Mãe processa Character.AI por suicídio do filho após interação com chatbot.(Imagem: Reprodução/Megan Garcia)

O advogado especialista em Crimes Cibernéticos Luiz Augusto D'Urso, do escritório D'Urso e Borges Advogados Associadosalertou que, se um caso similar ocorresse no Brasil, as famílias enfrentariam obstáculos legais para responsabilizar as empresas.

“Hoje, no Brasil, nós não temos nenhuma lei em vigor que regulamente a inteligência artificial, nós temos projetos de lei”, explicou D'Urso, ressaltando a lacuna de leis para lidar com o tema.

A falta de um arcabouço legal específico, segundo D'Urso, dificulta qualquer tentativa de responsabilização. “Nós teríamos uma dificuldade gigantesca em debater esse caso [...] e tentar responsabilizar as empresas”, apontou.

Para ele, sem uma regulamentação clara, seria "muito difícil" que a Justiça reconhecesse a responsabilidade de uma empresa em um caso dessa natureza.

D'Urso defende urgência na criação de leis que possam garantir uma interação segura para os usuários brasileiros, principalmente no que tange à proteção de crianças e adolescentes.

“A regulamentação é urgente e necessária, porque poderá trazer uma previsão legal e segurança jurídica da responsabilidade de todas essas empresas que produzem IA [...] podem causar danos emocionais, induzir a morte jovens, crianças, adolescentes e até adultos."

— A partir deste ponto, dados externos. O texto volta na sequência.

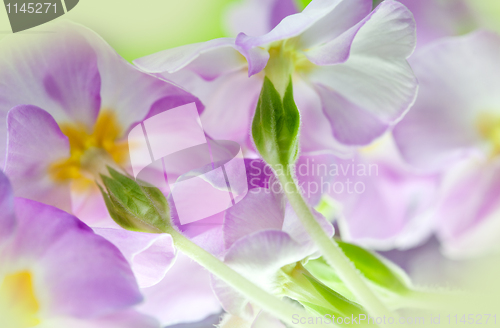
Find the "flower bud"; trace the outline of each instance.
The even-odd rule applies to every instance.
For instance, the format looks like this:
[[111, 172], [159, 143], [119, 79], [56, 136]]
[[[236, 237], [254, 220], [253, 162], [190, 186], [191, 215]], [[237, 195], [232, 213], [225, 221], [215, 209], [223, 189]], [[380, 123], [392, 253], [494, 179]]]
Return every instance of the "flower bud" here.
[[164, 233], [170, 224], [167, 199], [155, 187], [139, 184], [108, 167], [110, 177], [101, 175], [106, 190], [102, 196], [109, 214], [121, 227], [150, 233]]

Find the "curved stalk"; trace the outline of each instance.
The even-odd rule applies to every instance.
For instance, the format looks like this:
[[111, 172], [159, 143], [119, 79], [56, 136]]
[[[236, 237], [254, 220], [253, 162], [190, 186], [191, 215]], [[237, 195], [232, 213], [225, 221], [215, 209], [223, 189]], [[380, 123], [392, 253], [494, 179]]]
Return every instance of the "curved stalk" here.
[[383, 318], [385, 316], [396, 318], [397, 315], [389, 311], [365, 283], [359, 271], [342, 252], [337, 243], [323, 231], [323, 228], [316, 221], [311, 209], [302, 197], [290, 169], [277, 170], [276, 174], [295, 213], [319, 247], [323, 257], [337, 271], [340, 279], [358, 298], [368, 313], [374, 317]]
[[189, 240], [174, 228], [169, 227], [167, 233], [172, 236], [174, 245], [178, 250], [199, 263], [201, 266], [233, 287], [235, 290], [239, 291], [264, 311], [285, 322], [290, 327], [336, 327], [336, 325], [331, 324], [324, 325], [308, 323], [300, 324], [300, 322], [297, 323], [297, 318], [309, 318], [313, 315], [310, 315], [303, 309], [297, 306], [293, 306], [292, 304], [282, 301], [276, 296], [269, 294], [250, 280], [240, 275], [238, 272], [234, 271], [221, 260], [193, 243], [191, 240]]

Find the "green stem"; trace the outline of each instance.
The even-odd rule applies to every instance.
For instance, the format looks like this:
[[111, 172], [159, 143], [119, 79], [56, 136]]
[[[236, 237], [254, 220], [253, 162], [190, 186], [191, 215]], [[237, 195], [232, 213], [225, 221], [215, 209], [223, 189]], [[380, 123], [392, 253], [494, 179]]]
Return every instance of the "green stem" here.
[[319, 247], [323, 257], [338, 273], [339, 278], [354, 293], [370, 315], [381, 318], [384, 316], [396, 318], [397, 316], [389, 311], [375, 296], [362, 279], [359, 271], [342, 252], [337, 243], [323, 231], [323, 228], [316, 221], [311, 209], [302, 197], [289, 169], [277, 170], [276, 172], [292, 208], [295, 210], [306, 231]]
[[234, 271], [221, 260], [193, 243], [191, 240], [189, 240], [174, 228], [169, 227], [168, 231], [166, 232], [172, 236], [174, 245], [178, 250], [189, 256], [191, 259], [196, 261], [198, 264], [217, 276], [219, 279], [223, 280], [229, 286], [239, 291], [249, 301], [258, 305], [264, 311], [287, 323], [291, 327], [335, 327], [332, 325], [326, 326], [297, 323], [296, 318], [309, 318], [313, 315], [308, 314], [303, 309], [294, 306], [291, 303], [286, 303], [285, 301], [278, 299], [276, 296], [269, 294], [250, 280], [240, 275], [238, 272]]

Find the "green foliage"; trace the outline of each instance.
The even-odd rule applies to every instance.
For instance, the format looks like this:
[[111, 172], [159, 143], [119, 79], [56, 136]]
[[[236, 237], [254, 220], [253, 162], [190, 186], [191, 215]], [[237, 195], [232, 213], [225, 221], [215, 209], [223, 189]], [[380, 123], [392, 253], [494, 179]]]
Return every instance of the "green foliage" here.
[[106, 190], [99, 188], [113, 220], [127, 230], [166, 232], [170, 211], [162, 192], [155, 187], [142, 186], [110, 167], [108, 171], [111, 177], [101, 175]]
[[[406, 296], [412, 291], [409, 278], [395, 264], [362, 247], [337, 241], [344, 254], [356, 269], [373, 285], [392, 294]], [[306, 265], [316, 278], [343, 296], [354, 299], [334, 269], [323, 258], [309, 261]]]
[[299, 152], [300, 115], [290, 78], [283, 99], [269, 78], [264, 84], [252, 122], [252, 136], [262, 158], [271, 166], [288, 167]]
[[362, 247], [337, 241], [344, 254], [353, 262], [366, 279], [396, 294], [410, 291], [409, 279], [393, 263]]
[[357, 316], [361, 313], [366, 314], [359, 304], [348, 300], [318, 280], [308, 277], [307, 275], [305, 277], [309, 280], [314, 289], [316, 289], [321, 296], [328, 301], [332, 309], [334, 309], [334, 311], [329, 312], [330, 314], [335, 314], [336, 316], [339, 314], [342, 316], [349, 316], [351, 314]]

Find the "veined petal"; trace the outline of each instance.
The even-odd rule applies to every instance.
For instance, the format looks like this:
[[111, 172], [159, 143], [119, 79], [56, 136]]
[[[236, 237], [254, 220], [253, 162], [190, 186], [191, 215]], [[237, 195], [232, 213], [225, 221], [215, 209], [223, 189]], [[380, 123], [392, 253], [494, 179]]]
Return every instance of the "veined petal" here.
[[18, 227], [4, 260], [14, 272], [32, 272], [44, 313], [93, 318], [142, 300], [119, 250], [77, 218], [23, 198], [15, 211]]
[[261, 230], [281, 230], [285, 216], [283, 195], [272, 188], [254, 188], [226, 211], [224, 244], [229, 249], [238, 239]]
[[209, 273], [182, 253], [165, 278], [155, 286], [143, 288], [142, 293], [145, 301], [138, 310], [155, 316], [162, 327], [200, 321], [221, 311], [210, 287]]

Outro ponto crucial mencionado pelo advogado é a ausência de previsão penal para responsabilizar empresas quando danos emocionais levarem a consequências graves, como a morte.

“Do ponto de vista da responsabilidade penal, seria muito difícil qualquer tipo de aplicação da previsão legal num caso como esse, em que uma máquina [...] acaba prejudicando emocionalmente um jovem a ponto dele tirar a própria vida”, avaliou D'Urso.

Ele sugere que, com a regulamentação, seja incluída a possibilidade de responsabilidade penal da pessoa jurídica nesses casos.

Além disso, o advogado destacou que a LGPD trata do tratamento de dados, mas não regulamenta o desenvolvimento e a atuação da inteligência artificial. Embora a ANPD - Autoridade Nacional de Proteção de Dados fiscalize questões de privacidade, a aplicação sobre o funcionamento ético e a segurança de interações com IAs ainda é um campo nebuloso.

D'Urso ressaltou a falta de casos semelhantes como referência no Brasil:

“Da responsabilidade civil, isso seria uma [...] questão inédita no Judiciário. Nós não temos precedente para dizer o que poderia acontecer. Mas nós também não temos lei hoje em vigor para dar segurança jurídica.”

“A internet conecta o mundo, mas nem toda plataforma produzida no exterior pode ser livremente utilizada por jovens no Brasil. [...] Há plataformas que não são adequadas para menores ou que nem deveriam existir”, afirmou D'Urso, frisando a importância de um controle rígido sobre as interações com essas tecnologias.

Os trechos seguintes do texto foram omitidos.